Compromising the homelab, VPS, or tailnet does not provide network access to the CA private key. A compromise of the Mac would still require access to the offline CA VM and the CA passphrase before a fraudulent certificate could be issued.
DNS as a Security Control
DNS plays an active role in access control here, not just naming.
All Tailscale devices use AdGuard Home as their DNS resolver, enforced via Tailscale’s global nameserver setting with Override local DNS enabled. DNS queries from any tailnet device, regardless of physical location, travel over an encrypted WireGuard tunnel to AdGuard before going anywhere else. No plaintext DNS leaves any device. AdGuard forwards allowed queries upstream to Cloudflare over DNS-over-HTTPS, so that leg is encrypted too.
Internal service names, including subdomains like status.jseverino.com that have no public DNS record, resolve via AdGuard DNS rewrites to Tailscale IPs. Public resolvers return NXDOMAIN for these names. They don’t exist from the outside.

The VPS uses an independent Cloudflare DNS-over-TLS resolver via systemd-resolved. Routing its DNS through the homelab AdGuard would add latency and create an availability dependency. If the homelab VM is down, the VPS would lose DNS too. Keeping them separate means each side is self-sufficient.

/etc/systemd/resolved.conf on the VPS. Cloudflare DoT is enforced globally and Domains=~. ensures this config wins over any per-link DNS pushed by DHCP or Tailscale.
resolvectl status confirming DNS-over-TLS is active. All interfaces resolve via Cloudflare on port 853. No plaintext DNS leaves the VPS.

Monitoring: External Visibility
Uptime Kuma runs on the VPS and monitors all critical infrastructure from outside the homelab. If the homelab goes down (VM crash, OptiPlex reboot, network failure), Uptime Kuma is unaffected and catches the outage. An internal monitor would go dark alongside the thing it’s watching.
The monitoring dashboard itself is a private service accessible only to Tailscale nodes. It has a valid, browser-trusted Let’s Encrypt certificate but no public DNS record.
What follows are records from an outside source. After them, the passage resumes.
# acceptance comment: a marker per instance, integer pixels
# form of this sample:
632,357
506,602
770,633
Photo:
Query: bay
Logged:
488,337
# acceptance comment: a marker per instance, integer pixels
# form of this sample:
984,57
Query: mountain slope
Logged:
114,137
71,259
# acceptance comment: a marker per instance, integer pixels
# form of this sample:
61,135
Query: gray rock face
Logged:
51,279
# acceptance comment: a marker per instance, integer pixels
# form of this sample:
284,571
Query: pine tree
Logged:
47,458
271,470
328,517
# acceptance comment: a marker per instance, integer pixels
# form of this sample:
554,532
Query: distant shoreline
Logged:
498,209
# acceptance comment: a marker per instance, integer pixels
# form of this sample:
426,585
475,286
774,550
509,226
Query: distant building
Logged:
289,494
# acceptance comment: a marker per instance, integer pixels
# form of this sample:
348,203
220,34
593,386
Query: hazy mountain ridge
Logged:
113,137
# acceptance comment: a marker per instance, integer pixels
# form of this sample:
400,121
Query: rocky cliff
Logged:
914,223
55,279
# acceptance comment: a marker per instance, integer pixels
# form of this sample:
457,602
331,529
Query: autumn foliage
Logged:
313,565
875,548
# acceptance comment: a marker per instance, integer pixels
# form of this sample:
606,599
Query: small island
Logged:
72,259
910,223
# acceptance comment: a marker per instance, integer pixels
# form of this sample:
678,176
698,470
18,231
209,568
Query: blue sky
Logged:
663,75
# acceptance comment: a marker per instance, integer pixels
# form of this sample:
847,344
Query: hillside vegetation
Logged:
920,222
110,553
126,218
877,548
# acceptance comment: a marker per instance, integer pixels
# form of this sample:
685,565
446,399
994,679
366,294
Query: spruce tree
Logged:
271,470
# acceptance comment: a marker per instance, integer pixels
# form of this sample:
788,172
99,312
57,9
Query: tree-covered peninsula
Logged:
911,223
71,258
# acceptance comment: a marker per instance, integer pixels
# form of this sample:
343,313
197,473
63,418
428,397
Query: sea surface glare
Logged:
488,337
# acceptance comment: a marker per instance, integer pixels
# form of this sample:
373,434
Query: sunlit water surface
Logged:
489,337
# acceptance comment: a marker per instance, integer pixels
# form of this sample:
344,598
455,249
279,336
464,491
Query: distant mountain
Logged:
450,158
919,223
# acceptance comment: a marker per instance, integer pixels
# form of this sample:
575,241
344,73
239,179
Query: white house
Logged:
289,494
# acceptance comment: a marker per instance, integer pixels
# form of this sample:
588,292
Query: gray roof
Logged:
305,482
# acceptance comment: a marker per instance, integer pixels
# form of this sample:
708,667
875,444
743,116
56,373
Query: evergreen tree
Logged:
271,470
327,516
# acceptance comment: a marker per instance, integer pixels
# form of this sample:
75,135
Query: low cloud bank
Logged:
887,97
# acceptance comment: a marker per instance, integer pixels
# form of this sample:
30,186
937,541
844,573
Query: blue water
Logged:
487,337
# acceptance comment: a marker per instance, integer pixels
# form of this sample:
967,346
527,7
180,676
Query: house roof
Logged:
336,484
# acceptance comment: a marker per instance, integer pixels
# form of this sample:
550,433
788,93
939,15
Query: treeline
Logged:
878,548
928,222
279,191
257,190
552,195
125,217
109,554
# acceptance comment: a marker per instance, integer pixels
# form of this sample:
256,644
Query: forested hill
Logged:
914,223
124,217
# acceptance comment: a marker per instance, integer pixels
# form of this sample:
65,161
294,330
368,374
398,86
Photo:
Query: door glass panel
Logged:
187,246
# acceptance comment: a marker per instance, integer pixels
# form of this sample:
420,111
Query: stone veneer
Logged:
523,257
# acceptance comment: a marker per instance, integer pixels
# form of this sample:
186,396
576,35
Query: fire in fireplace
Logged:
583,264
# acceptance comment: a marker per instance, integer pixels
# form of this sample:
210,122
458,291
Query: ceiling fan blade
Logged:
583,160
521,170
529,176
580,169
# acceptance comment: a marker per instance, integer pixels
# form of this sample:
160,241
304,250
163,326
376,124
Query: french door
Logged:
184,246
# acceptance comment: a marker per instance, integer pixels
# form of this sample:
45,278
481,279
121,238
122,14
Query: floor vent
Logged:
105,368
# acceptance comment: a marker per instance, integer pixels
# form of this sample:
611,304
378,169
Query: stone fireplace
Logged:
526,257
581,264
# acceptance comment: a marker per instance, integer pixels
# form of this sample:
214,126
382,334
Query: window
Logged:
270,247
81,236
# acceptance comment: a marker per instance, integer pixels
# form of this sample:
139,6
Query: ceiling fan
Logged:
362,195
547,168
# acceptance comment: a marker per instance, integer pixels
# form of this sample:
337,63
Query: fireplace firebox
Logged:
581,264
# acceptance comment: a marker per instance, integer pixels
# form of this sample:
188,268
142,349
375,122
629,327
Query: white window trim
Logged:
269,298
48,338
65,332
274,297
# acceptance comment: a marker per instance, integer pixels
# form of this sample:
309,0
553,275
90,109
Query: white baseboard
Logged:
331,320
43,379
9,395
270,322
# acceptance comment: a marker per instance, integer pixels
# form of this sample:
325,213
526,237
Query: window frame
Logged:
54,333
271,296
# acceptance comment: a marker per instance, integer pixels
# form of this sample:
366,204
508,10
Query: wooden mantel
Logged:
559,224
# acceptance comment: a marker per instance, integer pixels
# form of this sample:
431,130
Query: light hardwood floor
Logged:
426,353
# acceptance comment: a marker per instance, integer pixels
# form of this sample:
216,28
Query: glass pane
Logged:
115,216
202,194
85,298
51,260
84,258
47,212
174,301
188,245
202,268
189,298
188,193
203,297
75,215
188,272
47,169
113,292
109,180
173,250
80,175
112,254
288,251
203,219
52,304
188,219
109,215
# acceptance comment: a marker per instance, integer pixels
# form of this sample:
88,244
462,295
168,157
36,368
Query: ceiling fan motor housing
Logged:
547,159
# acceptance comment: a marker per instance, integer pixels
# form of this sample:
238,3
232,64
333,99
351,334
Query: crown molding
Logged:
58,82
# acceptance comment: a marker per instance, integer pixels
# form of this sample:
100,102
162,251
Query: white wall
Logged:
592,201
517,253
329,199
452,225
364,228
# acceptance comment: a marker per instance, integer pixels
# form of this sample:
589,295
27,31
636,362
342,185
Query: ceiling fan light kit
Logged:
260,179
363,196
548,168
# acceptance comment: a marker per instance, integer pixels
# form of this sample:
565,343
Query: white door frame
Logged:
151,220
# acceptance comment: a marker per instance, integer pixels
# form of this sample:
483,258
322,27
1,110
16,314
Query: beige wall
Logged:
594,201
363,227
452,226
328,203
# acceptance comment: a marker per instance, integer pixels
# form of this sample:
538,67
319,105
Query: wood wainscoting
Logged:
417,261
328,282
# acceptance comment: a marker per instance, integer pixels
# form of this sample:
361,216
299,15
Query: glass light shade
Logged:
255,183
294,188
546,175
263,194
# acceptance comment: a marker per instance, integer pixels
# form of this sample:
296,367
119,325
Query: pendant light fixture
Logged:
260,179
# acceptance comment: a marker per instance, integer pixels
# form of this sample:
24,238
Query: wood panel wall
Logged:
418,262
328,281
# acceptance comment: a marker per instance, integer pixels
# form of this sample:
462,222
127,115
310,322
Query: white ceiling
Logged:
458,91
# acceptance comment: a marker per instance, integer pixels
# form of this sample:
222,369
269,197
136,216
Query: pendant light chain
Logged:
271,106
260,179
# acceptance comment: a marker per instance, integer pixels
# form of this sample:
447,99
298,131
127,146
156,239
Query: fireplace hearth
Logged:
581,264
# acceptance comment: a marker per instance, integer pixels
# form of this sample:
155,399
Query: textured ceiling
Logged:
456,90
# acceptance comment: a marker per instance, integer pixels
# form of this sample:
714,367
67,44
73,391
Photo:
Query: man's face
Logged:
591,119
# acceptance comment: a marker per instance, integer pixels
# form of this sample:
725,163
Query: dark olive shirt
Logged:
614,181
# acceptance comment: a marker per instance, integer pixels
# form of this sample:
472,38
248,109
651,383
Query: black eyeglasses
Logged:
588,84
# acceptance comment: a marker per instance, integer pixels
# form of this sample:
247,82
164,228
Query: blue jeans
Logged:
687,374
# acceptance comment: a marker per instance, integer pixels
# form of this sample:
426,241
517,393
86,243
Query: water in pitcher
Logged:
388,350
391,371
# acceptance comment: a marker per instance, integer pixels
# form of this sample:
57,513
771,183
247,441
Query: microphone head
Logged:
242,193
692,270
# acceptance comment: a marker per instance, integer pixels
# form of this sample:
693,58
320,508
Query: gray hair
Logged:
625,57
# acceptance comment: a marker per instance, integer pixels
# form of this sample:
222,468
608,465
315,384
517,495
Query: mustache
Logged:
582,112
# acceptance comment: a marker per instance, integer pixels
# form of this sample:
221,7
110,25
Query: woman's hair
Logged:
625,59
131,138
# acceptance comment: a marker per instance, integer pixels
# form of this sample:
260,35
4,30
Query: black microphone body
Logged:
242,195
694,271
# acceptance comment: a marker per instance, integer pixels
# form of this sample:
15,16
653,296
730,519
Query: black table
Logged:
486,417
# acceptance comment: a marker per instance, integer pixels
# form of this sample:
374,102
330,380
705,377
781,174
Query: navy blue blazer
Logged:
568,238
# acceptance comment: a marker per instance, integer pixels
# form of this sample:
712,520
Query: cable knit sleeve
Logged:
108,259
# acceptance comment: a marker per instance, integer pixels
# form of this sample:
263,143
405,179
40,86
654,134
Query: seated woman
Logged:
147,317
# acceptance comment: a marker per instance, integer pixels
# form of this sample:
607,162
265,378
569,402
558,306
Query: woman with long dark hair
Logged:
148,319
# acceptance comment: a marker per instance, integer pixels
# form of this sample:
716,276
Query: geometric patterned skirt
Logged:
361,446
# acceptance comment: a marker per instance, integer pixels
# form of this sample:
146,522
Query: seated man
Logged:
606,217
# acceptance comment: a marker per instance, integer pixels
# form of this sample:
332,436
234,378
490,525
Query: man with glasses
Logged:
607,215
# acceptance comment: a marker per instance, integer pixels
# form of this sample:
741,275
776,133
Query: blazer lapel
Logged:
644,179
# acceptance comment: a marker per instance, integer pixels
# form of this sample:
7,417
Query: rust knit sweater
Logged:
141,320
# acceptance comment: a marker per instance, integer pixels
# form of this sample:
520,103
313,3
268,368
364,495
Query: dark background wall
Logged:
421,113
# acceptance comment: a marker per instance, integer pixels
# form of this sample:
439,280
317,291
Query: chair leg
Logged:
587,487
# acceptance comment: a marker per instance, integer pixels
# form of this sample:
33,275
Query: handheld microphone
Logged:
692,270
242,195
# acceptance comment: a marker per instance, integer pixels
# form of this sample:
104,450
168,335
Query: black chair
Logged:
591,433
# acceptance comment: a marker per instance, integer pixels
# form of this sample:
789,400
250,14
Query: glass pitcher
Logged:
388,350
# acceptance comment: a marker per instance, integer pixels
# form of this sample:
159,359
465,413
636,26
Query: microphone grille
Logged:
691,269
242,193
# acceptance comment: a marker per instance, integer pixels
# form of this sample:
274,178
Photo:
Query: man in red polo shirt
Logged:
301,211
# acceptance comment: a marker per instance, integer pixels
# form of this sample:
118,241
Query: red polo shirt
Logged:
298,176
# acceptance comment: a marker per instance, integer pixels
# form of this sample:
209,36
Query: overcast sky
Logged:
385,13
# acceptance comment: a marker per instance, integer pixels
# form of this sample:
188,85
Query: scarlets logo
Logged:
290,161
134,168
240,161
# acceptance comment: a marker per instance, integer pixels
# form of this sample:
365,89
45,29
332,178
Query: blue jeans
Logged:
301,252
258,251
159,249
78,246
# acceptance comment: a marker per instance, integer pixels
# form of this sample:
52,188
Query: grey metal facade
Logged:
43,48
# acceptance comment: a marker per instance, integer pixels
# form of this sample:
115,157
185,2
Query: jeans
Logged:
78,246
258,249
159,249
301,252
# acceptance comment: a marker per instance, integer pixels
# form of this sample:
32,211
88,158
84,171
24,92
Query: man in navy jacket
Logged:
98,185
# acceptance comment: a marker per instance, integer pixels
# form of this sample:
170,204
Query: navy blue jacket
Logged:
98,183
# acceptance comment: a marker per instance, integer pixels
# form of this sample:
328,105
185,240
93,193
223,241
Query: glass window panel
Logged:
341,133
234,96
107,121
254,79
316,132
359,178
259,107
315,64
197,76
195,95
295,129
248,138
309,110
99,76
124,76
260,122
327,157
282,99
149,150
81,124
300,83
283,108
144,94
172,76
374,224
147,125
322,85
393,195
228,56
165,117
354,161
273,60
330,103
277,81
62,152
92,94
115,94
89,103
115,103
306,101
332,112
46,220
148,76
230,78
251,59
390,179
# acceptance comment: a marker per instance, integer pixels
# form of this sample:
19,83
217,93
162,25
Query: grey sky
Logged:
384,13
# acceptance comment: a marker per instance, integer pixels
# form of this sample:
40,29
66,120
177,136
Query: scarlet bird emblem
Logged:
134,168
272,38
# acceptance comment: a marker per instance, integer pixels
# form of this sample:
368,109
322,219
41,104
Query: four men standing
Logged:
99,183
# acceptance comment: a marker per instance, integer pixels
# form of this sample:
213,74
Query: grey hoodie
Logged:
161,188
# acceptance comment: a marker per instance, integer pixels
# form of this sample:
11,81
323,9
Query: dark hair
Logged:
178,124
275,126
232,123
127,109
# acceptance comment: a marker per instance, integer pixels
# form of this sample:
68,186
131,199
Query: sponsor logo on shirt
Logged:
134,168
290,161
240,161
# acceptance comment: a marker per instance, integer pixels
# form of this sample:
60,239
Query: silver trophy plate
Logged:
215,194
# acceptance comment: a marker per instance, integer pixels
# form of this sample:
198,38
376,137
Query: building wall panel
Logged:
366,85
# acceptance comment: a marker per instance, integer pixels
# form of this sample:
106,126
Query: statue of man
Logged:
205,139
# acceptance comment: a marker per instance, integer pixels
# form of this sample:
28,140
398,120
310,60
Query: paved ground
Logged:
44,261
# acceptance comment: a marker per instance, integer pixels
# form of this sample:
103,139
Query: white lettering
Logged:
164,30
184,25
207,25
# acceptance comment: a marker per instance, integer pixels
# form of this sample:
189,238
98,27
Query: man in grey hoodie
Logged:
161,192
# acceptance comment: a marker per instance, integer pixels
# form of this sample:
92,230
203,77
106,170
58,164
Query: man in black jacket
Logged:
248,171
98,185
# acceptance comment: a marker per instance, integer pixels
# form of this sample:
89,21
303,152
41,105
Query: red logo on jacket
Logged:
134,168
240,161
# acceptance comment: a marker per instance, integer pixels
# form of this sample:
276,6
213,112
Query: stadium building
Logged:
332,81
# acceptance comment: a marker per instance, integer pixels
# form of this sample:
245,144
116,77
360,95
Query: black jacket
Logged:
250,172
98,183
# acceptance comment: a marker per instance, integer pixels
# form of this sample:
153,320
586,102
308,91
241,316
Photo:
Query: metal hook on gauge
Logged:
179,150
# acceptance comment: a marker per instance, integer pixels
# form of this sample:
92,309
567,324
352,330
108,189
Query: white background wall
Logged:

Same pattern as everything else.
There’s a self-monitoring problem here: if Uptime Kuma monitored status.jseverino.com, it would be checking whether it could reach Caddy to proxy back to itself. If Caddy is down, the check fails. If Kuma is down, the check never runs. The loop makes the check meaningless. Instead, Caddy serves a dedicated health endpoint at health.jseverino.com that returns 200 OK directly with no backend. Caddy being alive is sufficient to confirm Kuma is reachable.


Remaining Risks
No architecture is without trade-offs. Two items are currently accepted or pending.
The wildcard TLS certificate’s private key lives on the VPS filesystem. It’s root-owned with restricted permissions, and SSH access to the VPS requires both a Tailscale session and a hardware-backed SSH key stored in iCloud Keychain under Advanced Data Protection. The risk is accepted for the current threat model.
Rootless Docker is planned for the VPS. The current setup runs Docker as root, which means a container escape would land in a root-equivalent context on the host. Rootless Docker limits the blast radius to an unprivileged user. The migration is on the roadmap but not yet complete.